Mobile work setback as staff shun flexibility to be seen to be working

Mobile working is on the decline, despite allowing almost 100 million extra working days each year, two surveys have found.

A survey of UK office workers commissioned by Microsoft Windows Mobile found the number of employers offering mobile working had fallen by 10% to under half all firms surveyed, despite results from a report by the Future Foundation that found the practice would allow the UK’s workforce to put in the equivalent of an extra 99 million working days each year.

“With fears over jobs and the economy, more workers – especially middle managers and below – are shunning mobile working, preferring to be seen in the office regardless of whether that is the best location for them to work,” said Microsoft spokesperson James McCarthy.

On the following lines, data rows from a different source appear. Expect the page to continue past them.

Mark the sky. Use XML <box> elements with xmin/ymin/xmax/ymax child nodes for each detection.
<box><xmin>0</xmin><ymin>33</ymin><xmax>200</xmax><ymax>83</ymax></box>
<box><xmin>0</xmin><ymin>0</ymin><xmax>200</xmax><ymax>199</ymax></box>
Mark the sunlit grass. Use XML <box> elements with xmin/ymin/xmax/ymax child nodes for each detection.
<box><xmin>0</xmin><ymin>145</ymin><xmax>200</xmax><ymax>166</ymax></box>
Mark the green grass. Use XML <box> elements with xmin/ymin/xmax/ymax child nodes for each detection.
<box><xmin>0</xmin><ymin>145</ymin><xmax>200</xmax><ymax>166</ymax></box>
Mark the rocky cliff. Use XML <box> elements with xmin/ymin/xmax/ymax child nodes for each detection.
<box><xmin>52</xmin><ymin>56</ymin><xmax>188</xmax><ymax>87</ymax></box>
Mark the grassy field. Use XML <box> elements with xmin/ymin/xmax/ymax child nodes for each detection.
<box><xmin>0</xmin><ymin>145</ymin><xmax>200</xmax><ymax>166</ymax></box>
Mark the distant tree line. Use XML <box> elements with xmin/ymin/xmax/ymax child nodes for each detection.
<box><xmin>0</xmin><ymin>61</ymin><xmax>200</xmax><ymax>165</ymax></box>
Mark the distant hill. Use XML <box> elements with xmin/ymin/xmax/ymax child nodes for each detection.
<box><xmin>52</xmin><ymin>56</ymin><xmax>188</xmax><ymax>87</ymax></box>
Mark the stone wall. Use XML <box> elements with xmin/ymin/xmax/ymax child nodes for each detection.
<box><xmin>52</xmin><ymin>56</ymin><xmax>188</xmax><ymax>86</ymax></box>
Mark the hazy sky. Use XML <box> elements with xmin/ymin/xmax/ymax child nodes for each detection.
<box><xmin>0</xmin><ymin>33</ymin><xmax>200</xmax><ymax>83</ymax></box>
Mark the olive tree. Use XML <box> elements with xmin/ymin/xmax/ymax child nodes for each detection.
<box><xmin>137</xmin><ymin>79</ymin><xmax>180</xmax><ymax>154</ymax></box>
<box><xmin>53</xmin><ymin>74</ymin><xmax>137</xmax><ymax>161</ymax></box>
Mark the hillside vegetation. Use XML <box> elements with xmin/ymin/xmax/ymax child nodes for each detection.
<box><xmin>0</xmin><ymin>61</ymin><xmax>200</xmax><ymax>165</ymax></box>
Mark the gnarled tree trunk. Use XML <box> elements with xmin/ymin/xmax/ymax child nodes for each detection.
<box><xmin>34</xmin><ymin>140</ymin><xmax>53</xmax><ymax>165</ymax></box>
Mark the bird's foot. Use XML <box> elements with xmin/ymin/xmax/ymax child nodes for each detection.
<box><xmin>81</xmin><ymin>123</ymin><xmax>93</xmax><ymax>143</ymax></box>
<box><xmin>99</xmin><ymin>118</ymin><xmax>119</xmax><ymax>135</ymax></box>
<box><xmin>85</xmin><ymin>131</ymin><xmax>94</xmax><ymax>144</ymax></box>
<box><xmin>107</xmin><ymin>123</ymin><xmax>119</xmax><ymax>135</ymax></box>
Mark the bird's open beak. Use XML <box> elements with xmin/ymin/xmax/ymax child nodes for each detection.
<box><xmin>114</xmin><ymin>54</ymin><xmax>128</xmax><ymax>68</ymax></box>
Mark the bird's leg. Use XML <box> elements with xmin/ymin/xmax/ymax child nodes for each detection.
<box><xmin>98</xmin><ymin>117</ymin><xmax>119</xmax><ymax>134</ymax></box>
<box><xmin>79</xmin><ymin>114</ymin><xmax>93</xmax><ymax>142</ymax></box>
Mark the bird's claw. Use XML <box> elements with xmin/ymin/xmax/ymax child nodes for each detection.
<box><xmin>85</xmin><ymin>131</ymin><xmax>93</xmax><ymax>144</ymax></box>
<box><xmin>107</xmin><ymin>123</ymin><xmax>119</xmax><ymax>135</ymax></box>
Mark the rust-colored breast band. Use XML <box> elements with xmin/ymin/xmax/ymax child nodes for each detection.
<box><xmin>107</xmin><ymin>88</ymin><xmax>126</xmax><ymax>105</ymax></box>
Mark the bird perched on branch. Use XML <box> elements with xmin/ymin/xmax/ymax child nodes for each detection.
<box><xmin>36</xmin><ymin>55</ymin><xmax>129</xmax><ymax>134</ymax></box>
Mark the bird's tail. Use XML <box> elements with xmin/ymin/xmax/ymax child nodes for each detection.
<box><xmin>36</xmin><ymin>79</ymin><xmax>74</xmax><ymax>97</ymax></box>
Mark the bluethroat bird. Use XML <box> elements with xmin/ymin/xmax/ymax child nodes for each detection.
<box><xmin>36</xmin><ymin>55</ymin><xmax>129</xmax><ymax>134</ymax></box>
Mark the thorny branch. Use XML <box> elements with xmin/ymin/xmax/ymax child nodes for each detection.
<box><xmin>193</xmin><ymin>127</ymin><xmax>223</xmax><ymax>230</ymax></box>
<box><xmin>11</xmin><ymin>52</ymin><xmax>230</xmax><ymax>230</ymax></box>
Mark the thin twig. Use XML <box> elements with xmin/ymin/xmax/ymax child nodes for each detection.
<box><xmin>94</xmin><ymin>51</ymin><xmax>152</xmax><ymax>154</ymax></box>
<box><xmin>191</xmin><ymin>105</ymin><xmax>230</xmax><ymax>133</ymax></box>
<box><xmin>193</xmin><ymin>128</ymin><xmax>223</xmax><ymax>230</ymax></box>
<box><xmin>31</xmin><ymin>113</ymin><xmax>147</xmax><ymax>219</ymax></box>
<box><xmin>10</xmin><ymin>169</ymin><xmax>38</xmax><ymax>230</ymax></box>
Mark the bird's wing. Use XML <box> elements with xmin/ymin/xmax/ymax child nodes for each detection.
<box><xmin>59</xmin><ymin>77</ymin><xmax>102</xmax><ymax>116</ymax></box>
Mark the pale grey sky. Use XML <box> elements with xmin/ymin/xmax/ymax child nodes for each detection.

Senior managers are three times more likely to be able to work remotely than other employees, which reinforces the belief that flexible working is still seen as a ‘senior perk’ rather than a way to increase productivity and employee satisfaction, says McCarthy.

A quarter of senior managers would leave their job within six months if they could not work remotely, while one in four UK businesses have lost staff as a result of not being able to offer mobile working.

The most productive means of transport in London remains the Underground, with nearly a third saying that advances in technology had allowed them to work while on the way into the office.

An earlier study by Crowne Plaza Hotels & Resorts found that three-quarters of employees now working an additional three hours each day as a result of mobile devices.